2. Fitzgibbon may have been the beneficiary of the loan, but Kelly had a perfect right to make the loan and turn the money oyer to him, and the fact that h'e mortgaged his property and signed the mortgage and promissory note indicates rather strongly that he recognized the debt as his own.

3.The fact that Catherine Kelly joined in the instrument and that the money was transferred to her son does not indicate that it was her debt; consequently her undertaking to reimburse the Dollar Savings & Trust.Co. was only to the extent of her dower interest in the property, and if the property was sufficiently valuable to pay dower over and above the amount of the mortgage it should be predicated on the value of the whole estate.

Attorneys—Craver, Diser, Huey & Starrs for Kelly; John J. Boyle for Dignan et; all of Youngstown.
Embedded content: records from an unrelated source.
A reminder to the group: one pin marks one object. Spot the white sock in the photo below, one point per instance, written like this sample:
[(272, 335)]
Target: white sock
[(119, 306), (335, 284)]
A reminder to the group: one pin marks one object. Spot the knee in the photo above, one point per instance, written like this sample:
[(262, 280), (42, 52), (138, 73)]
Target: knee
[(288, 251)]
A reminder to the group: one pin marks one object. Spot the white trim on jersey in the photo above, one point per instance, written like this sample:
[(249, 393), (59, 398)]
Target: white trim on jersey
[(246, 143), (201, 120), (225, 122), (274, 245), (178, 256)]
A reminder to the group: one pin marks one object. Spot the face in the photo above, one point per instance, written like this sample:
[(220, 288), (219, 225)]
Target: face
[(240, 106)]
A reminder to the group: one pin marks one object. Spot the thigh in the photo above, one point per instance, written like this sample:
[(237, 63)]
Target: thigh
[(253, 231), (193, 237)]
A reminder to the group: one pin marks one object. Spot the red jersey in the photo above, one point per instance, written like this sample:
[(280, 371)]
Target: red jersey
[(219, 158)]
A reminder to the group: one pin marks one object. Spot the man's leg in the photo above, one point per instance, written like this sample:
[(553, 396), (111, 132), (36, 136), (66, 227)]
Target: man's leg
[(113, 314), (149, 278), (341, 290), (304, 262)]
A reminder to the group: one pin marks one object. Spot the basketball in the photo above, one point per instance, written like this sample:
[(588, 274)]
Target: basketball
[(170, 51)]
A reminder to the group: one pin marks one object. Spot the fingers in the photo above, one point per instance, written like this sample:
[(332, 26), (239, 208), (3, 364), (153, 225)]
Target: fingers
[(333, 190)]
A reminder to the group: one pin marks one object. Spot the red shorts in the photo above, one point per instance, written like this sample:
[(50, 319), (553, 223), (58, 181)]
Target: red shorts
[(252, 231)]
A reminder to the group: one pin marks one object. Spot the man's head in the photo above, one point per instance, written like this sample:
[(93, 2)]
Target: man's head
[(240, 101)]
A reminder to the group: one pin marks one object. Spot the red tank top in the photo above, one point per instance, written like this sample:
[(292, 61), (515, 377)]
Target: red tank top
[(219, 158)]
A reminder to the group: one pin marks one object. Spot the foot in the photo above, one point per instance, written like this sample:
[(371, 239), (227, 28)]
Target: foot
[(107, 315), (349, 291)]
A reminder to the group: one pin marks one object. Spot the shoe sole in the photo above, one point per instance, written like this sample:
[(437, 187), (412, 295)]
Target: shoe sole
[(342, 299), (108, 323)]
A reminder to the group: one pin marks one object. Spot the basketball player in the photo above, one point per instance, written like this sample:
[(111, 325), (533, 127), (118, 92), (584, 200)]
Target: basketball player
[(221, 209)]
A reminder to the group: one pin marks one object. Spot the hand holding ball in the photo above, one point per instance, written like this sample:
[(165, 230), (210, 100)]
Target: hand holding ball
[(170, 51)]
4. “In assigning dower in a special manner of a third party the rents and profits, deductions should be made from gross rents of the estate for reasonable repairs and taxes, but no deductions should be made as to the water rents or insurance.” Hellgartner v. Gebhart, 25 OS. 557.

5. Trial court was correct in direction to commissioners that there be no deduction for the interest accruing upon the mortgage, because the interest accruing thereon was part of the mortgage.